Similar to bilateral simultaneous hip arthroplasties, there are certain differences among authors regarding safety of the procedure, potential complications and consensus over its benefits. Overall savings from simultaneous procedure are estimated to be 20–58% with the following contributing factors: fewer hospital days, single medical consultations, single anaesthesia and single rehabilitation period [18, 46]. It is also found by majority of authors that patients in a single-stage group experience equal or better functional result and satisfaction [47, 48]. In one study, 95% of patients would rather choose a single-stage procedure all over again, demonstrating high level of satisfaction . Differences among authors apply to potential increased risk of systemic and local complications, as well as to mortality rate following the procedure itself. Some register studies (the USA and Sweden) found increased morbidity and mortality rate [49, 50], while data from New Zealand arthroplasty registry show no differences between two procedures in same terms . Many authors have discovered with their series of patients an increased risk in systemic complications in a single-stage group [52, 53, 54, 55], while a few found no difference in the incidence of complications [47, 56, 57, 58]. As per selection of patients, there are only several articles recommending application of the scoring system (ASA, see above). Hadley et al. recommend performing the procedure only in ASA 1 and 2 groups , while several authors say this procedure is safe with ASA 1–3 groups as well [59, 60, 61]. All authors agree there is an increased blood loss in a simultaneous group. [52, 58, 62].

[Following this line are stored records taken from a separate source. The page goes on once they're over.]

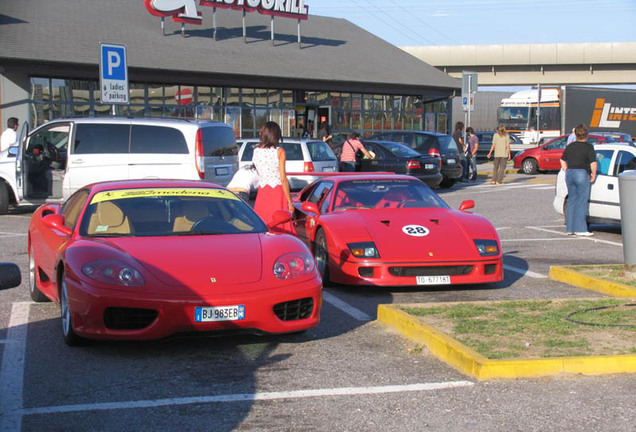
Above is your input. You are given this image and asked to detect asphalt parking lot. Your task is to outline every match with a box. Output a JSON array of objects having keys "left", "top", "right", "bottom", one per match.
[{"left": 0, "top": 170, "right": 636, "bottom": 431}]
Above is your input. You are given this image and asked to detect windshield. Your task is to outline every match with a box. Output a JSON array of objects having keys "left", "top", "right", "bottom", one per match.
[
  {"left": 383, "top": 142, "right": 421, "bottom": 157},
  {"left": 80, "top": 188, "right": 267, "bottom": 237},
  {"left": 333, "top": 179, "right": 448, "bottom": 211}
]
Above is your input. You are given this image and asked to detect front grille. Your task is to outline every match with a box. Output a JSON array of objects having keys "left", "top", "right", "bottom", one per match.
[
  {"left": 274, "top": 297, "right": 314, "bottom": 321},
  {"left": 104, "top": 308, "right": 158, "bottom": 330},
  {"left": 389, "top": 265, "right": 473, "bottom": 277}
]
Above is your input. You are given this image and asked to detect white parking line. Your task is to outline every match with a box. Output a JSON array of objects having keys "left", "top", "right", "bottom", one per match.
[
  {"left": 504, "top": 264, "right": 548, "bottom": 279},
  {"left": 0, "top": 302, "right": 33, "bottom": 432},
  {"left": 22, "top": 381, "right": 474, "bottom": 415},
  {"left": 322, "top": 290, "right": 371, "bottom": 321}
]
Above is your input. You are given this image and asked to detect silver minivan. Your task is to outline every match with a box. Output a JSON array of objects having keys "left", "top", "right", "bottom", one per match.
[
  {"left": 237, "top": 138, "right": 338, "bottom": 190},
  {"left": 0, "top": 117, "right": 238, "bottom": 214}
]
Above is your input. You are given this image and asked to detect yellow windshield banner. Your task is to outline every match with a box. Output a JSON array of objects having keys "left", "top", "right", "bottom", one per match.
[{"left": 91, "top": 188, "right": 239, "bottom": 204}]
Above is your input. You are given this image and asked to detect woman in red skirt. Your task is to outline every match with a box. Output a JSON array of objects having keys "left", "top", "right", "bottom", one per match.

While planning and selecting patients with bilateral osteoarthritis of big joints, it is essential to balance between medical and economic efficiency of simultaneous bilateral procedures and safety of patients. As majority of patients in need of bilateral surgery have significant comorbidity, it is of crucial importance to standardise perioperative protocols for selection and follow-up of patients. Multidisciplinary approach in a patient perception is of upmost importance; hence it is recommended this procedure is performed in facilities enabling this and by highly trained and experienced surgeons.